8.10.1 Pre-Specified Primary Hypotheses (No Correction Needed)

Based on study objectives, we pre-specify 3 primary hypotheses:

  1. H1: AI improves interobserver agreement for Ki-67 (measured by ICC change)
  2. H2: AI improves interobserver agreement for HER2 (measured by Kappa change)
  3. H3: AI systematically changes Ki-67 values (measured by paired t-test)

These confirmatory hypotheses are tested at α = 0.05 without correction.
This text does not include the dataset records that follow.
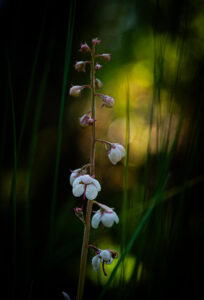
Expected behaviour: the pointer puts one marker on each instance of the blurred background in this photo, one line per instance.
(156, 78)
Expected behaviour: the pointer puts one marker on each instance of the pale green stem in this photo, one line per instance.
(84, 250)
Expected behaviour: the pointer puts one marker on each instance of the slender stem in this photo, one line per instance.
(84, 250)
(104, 142)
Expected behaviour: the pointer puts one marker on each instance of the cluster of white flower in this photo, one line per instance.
(82, 183)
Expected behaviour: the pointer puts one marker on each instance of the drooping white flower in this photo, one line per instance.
(104, 256)
(76, 173)
(116, 153)
(86, 120)
(87, 186)
(84, 48)
(107, 101)
(105, 215)
(75, 91)
(80, 66)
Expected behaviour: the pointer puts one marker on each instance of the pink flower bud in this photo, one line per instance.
(86, 120)
(96, 41)
(98, 83)
(106, 56)
(80, 66)
(107, 100)
(98, 66)
(75, 90)
(84, 48)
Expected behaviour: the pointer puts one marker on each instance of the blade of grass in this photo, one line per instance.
(33, 142)
(135, 235)
(125, 182)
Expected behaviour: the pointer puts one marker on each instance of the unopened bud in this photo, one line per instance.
(98, 66)
(106, 56)
(80, 66)
(107, 100)
(79, 213)
(84, 48)
(98, 83)
(96, 41)
(75, 90)
(86, 120)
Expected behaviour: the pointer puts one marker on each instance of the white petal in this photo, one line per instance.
(122, 150)
(77, 180)
(91, 192)
(97, 184)
(96, 219)
(115, 218)
(108, 262)
(78, 189)
(72, 177)
(107, 219)
(114, 155)
(86, 179)
(96, 263)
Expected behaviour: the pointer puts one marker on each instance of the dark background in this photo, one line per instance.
(174, 266)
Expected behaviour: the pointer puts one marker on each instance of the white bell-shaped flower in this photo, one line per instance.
(76, 173)
(116, 153)
(105, 215)
(87, 186)
(104, 256)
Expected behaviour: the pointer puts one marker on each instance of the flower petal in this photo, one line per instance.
(114, 155)
(105, 255)
(115, 218)
(77, 180)
(108, 262)
(91, 192)
(122, 150)
(107, 219)
(72, 178)
(96, 263)
(97, 184)
(78, 189)
(86, 179)
(96, 219)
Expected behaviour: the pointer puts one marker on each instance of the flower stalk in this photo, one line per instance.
(84, 251)
(85, 184)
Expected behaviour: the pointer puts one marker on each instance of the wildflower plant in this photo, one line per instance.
(84, 184)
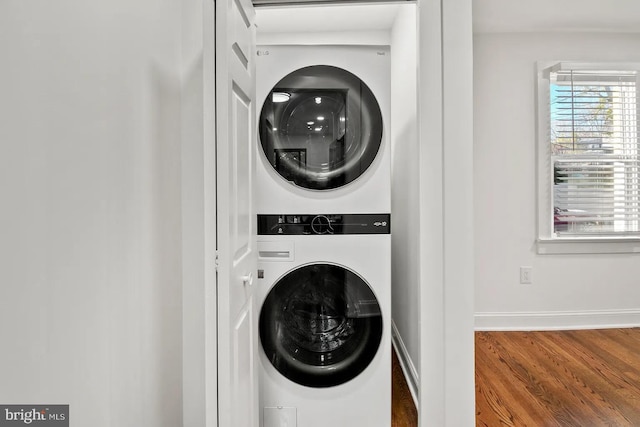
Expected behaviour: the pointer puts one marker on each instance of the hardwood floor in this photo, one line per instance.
(403, 412)
(561, 378)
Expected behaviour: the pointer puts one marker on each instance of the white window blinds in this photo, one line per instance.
(594, 152)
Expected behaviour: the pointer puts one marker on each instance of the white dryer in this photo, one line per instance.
(323, 129)
(325, 320)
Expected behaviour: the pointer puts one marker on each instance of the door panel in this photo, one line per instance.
(236, 234)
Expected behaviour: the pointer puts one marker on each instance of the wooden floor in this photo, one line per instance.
(403, 413)
(564, 378)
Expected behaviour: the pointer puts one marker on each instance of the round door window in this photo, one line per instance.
(320, 127)
(320, 325)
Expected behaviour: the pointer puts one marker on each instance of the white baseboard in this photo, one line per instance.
(408, 368)
(557, 320)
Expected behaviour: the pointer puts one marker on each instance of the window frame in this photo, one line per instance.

8.10.2 All Other Tests (Exploratory - FDR Correction Applied)

Multiple Testing Correction Results
Benjamini-Hochberg FDR correction for exploratory analyses1
Test Name Marker Raw P-value Test Type Adjusted P-value (FDR) Sig. (Raw) Sig. (FDR) Sig.2
Mixed_model_KI67 KI67 0.0000 Mixed Effects 0.0000 TRUE TRUE ***
Wilcoxon_KI67 KI67 0.0000 Systematic Change (Wilcoxon) 0.0000 TRUE TRUE ***
Paired_t_PR PR 0.0000 Systematic Change (t-test) 0.0000 TRUE TRUE ***
Wilcoxon_PR PR 0.0000 Systematic Change (Wilcoxon) 0.0000 TRUE TRUE ***
Mixed_model_PR PR 0.0005 Mixed Effects 0.0010 TRUE TRUE **
Paired_t_ER ER 0.0007 Systematic Change (t-test) 0.0013 TRUE TRUE **
Wilcoxon_ER ER 0.0016 Systematic Change (Wilcoxon) 0.0025 TRUE TRUE **
Mixed_model_ER ER 0.0060 Mixed Effects 0.0082 TRUE TRUE **
ICC_pr_comparison pr 0.0112 ICC Agreement 0.0127 TRUE TRUE *
ICC_er_comparison er 0.0116 ICC Agreement 0.0127 TRUE TRUE *
ICC_ki67_comparison ki67 0.8668 ICC Agreement 0.8668 FALSE FALSE ns
1 Primary hypotheses (Ki67 ICC, HER2 Kappa, Ki67 paired t-test) not included - tested at α=0.05
2 *** q < 0.001, ** q < 0.01, * q < 0.05, ns = not significant

8.10.3 Sensitivity Analysis: Impact of Multiple Testing Correction

Impact of Multiple Testing Correction:
Total exploratory tests: 11 
Significant (raw α=0.05): 10 
Significant (FDR q<0.05): 10 
Tests losing significance: 0 
Proportion losing significance: 0 %

8.10.4 Reporting Standards

For Primary Hypotheses: Report raw p-values at α = 0.05 (pre-specified, confirmatory).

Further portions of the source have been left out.